The reform process in the United Nations remains unresolved, because of the delicate imbalance of East and West and entanglement of the USA vs Russo-Chinese alliance." Examine and critically evaluate the East-West policy confrontations in this regard. (250 Words)

The reform process in the United Nations remains unresolved, because of the delicate imbalance of East and West and entanglement of the USA vs Russo-Chinese alliance." Examine and critically evaluate the East-West policy confrontations in this regard. (250 Words)

Introduction

UN reform—especially of the Security Council (UNSC)—has stalled for decades. A key reason is the East–West cleavage that now maps onto a US/Western camp vs Russia–China alignment, each guarding core interests and veto prerogatives. This geopolitical gridlock spills over into agendas, mandates, and even budgeting—keeping reform “unresolved.”

Where the East–West Confrontation Shows Up

1) Veto politics & conflict management

  • Syria, Ukraine, Gaza: reciprocal vetoes weaponize the Council; mandates lapse or are diluted.
  • R2P vs sovereignty: West emphasises humanitarian intervention/PoC; Russia–China foreground non-interference and host-state consent (post-Libya distrust).

2) Norm-setting divides

  • Human rights & sanctions: West pushes intrusive monitoring and sanctions; Russia–China resist “selective” country-specific scrutiny and unilateral coercive measures.
  • Climate-security: West/EU seek formal UNSC role; Russia (often with China) resists securitising climate.
  • Cyber/data governance: “Multi-stakeholder” (West) vs “cyber-sovereignty” (Russia–China) frames.

3) Institutional design & membership reform

  • West voices support for “representative” expansion (often backing India, sometimes Japan, Germany, and Africa), but avoids touching the veto.
  • Russia–China back “greater developing-country representation,” prioritising Africa, while opposing Japan and remaining non-committal on veto extension—preserving P5 privilege.

4) Peacekeeping & budgets

  • Troop contributors (Global South) want voice; major funders (mostly West) press for performance and human-rights due diligence; Russia–China push cost control and sovereignty-respecting mandates.

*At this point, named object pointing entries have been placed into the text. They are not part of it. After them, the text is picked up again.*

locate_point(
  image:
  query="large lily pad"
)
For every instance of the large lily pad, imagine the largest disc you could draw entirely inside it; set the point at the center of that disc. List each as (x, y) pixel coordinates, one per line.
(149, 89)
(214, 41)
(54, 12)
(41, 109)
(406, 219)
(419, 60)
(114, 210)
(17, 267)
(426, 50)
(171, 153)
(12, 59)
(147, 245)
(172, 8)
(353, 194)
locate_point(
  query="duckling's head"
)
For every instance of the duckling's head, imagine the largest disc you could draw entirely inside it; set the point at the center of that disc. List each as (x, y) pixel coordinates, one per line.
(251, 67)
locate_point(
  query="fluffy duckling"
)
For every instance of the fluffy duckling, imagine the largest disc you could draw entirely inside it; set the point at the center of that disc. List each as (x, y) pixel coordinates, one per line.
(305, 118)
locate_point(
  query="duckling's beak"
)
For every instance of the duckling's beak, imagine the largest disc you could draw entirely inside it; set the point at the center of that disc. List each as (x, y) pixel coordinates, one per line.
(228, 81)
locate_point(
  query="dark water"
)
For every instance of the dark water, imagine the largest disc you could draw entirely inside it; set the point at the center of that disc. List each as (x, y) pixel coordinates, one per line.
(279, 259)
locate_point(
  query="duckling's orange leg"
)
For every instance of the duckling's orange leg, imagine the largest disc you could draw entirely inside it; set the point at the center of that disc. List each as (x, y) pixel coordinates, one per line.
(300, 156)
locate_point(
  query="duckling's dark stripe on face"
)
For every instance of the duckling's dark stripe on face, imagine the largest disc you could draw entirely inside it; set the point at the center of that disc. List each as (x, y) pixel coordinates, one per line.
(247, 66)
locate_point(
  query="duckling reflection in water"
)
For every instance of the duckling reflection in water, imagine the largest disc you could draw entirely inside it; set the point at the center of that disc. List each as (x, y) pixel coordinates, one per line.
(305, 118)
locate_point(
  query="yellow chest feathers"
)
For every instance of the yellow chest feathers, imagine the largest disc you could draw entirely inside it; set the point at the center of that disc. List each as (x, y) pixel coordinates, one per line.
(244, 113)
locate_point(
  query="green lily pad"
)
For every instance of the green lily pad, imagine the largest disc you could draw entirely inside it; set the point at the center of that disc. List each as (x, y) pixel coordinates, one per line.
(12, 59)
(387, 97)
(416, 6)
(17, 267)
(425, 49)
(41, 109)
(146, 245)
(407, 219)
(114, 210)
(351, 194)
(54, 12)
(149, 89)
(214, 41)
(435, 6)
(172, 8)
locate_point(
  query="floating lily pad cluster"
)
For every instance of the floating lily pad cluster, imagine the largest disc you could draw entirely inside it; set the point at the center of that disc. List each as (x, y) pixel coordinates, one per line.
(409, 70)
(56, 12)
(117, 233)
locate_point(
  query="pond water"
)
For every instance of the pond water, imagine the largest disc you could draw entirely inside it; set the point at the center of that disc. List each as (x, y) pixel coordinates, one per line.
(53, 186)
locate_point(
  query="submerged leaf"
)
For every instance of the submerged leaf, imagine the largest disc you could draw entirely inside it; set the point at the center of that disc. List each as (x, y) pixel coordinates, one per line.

Budget bargains become geopolitical trades.

Why reform remains stuck (critical evaluation)

  • P5 self-interest: Any Charter amendment needs P5 ratification; no bloc will dilute its veto.
  • Not just East–West: Intra-South splits matter—G4 vs Uniting for Consensus (Italy, Pakistan, etc.); Ezulwini Consensus (Africa seeks two permanent seats with veto) vs others wanting only non-permanent seats.
  • Design dilemmas: Size (25–27?), categories (new permanent? longer-term elected?), and veto question (extend, restrain, or cap?) lack overlap.
  • Path-dependence & trust deficit: Libya 2011, Syria deadlock, Ukraine/Gaza polarisation erode willingness to compromise.
  • Parallel architectures: BRICS/SCO/“minilaterals” reduce incentives to fix the UN centre.

What could break the deadlock (realistic pathways)

  • Africa-first bargain: Lock in two African permanent seats; review clause after 10 years.
  • Limited permanents (no immediate veto) for India + one Latin American + one African; ACT/France-Mexico veto-restraint in mass-atrocity contexts.
  • Working-methods reforms (Note 507-style transparency, more open debates, penholdership diversification) to improve legitimacy now, while Charter reform lags.
  • Package deal that pairs Council expansion with GA revitalisation, predictable peacekeeping finance, and clearer sanctions due-process.
  • Bridge coalitions: Structured dialogues among P5 + G4 + UfC + AU to narrow text in the Inter-Governmental Negotiations (IGN) from “options” to a single draft.

Conclusion

UN reform is gridlocked less by procedure than by hard security competition. The East–West confrontation (US/West vs Russia–China) preserves veto asymmetries and fuels agenda splits. Progress, if any, will come from incremental working-methods gains and a grand bargain that prioritises African representation and a phased, veto-restrained expansion—the only overlap where principles and power can meet.